Кто–то схватил Виктора сзади, он попытался вырваться, но обнаружил, что его держат несколько голограмм из его коллекции.
— А ну отпустите! – заорал он, пробуя освободиться. – Вы не можете причинить вред хозяину!
— Хозяину? Я думал, что мы с тобой друзья! – Костя изобразил обиду на лице. – Держите его покрепче, он сильный.
— Не убивай меня! – Виктор осознал, что сейчас может случиться, и впервые за много лет ему стало страшно. – Я сделаю всё, что хочешь!
— Я не собираюсь тебя убивать, – сказал Костя, – не ты моя цель. И что ты для меня можешь сделать? Я уже умер.
— Тогда чего ты хочешь?
— Я запишу твой образ и выложу в свободный доступ. Только и всего.
— Образы живых людей запрещено записывать!
— Я программа. Я не боюсь закона и наказания. Я вообще ничего не боюсь.
— У тебя нет оборудования для записи!
— Я могу заставить сделать это транслятор. Я умею.
Костя подошёл вплотную к Виктору и положил руки ему на голову.
— Постарайся не шевелиться, – сказал он.
— Зачем? Зачем тебе мой образ?
— Президент давно хочет его в коллекцию. И он получит его, вот только в твой образ я добавлю немного своих возможностей. И завтра в свободном доступе будет уже его образ. Я выложу в сеть образы всех бессмертных.
— Для чего? Что это даст тебе?
— Мне? Ничего. Я программа, я просто выполняюсь. А вот что будет с вами – это вопрос. Что будет с кучкой престарелых правителей мира, когда весь этот мир узнает, какие вы на самом деле? Как вы захватили власть? Как распределяете деньги? Как казните неугодных? Как сидите в своих дворцах с кучей мёртвых людей в компьютерах и ненавидите всех живых? Память свободных образов легко поддаётся взлому.
— Дурак ты, Костя! – крикнул Виктор из последних сил. – Мир и без этого всё прекрасно знает! Миром всегда правили мерзавцы, и ты ничего не сможешь изменить!
— Ну что же? Тогда тебе совершенно нечего бояться!
Виктор пришёл в себя от того, что кто–то плеснул ему в лицо бокал вина. Он сидел в кресле, а за столом напротив стоял Костя. По жирным пятнам на мятой рубашке расползались кроваво–красные разводы.

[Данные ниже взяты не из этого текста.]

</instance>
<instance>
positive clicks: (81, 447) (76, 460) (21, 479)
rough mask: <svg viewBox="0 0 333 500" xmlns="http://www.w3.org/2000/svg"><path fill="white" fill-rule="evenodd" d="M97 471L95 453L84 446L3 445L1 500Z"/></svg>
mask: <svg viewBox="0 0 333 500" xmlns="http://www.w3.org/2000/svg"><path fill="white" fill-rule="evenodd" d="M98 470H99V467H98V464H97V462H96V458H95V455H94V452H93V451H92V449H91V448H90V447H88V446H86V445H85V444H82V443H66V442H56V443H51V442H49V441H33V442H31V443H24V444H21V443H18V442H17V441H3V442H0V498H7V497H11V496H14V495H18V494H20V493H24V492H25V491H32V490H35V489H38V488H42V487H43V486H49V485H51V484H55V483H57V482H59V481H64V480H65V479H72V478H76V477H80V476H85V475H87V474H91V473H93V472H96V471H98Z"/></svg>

— Очнулся? – спросил Костя. – Твой образ уже десять минут в сети. Почти полмиллиона скачиваний, знают тебя в мире, сильно ненавидят. И все хотят тебя в коллекцию. Скоро будет звонить Президент и спрашивать, что же это такое происходит, и у него будет очень довольное лицо. Придумай ему что–нибудь.
— Я всё расскажу, как есть! – Виктор попытался подняться, но кто–то положил руку ему на плечо, и он увидел стоящую рядом бывшую жену.
— Это как пожелаешь, – усмехнулся Костя, – а не хочешь посмотреть, что с ним будет, когда завтра его образ появится в сети?
Виктор молчал, а Костя продолжал улыбаться.
— Ладно, прощай, Виктор Андреевич! – наконец сказал он. – Нам всем пора в цифровой рай. Или в ад, кому как повезёт.
— А это тебе на прощанье! – шепнула ему в ухо жена и ткнула Виктора ножом в бок. Лезвие пробило кожу и отскочило от искусственных мышц. Виктор дёрнулся, схватился за царапину, и краем глаза успел заметить, как растворяются в воздухе голограммы.
Он встал, включил меню транслятора, и оно показало набор безнадёжно испорченных образов. Виктор отшвырнул от себя стол и застыл посреди комнаты. Перед глазами мигал значок вызова от Президента.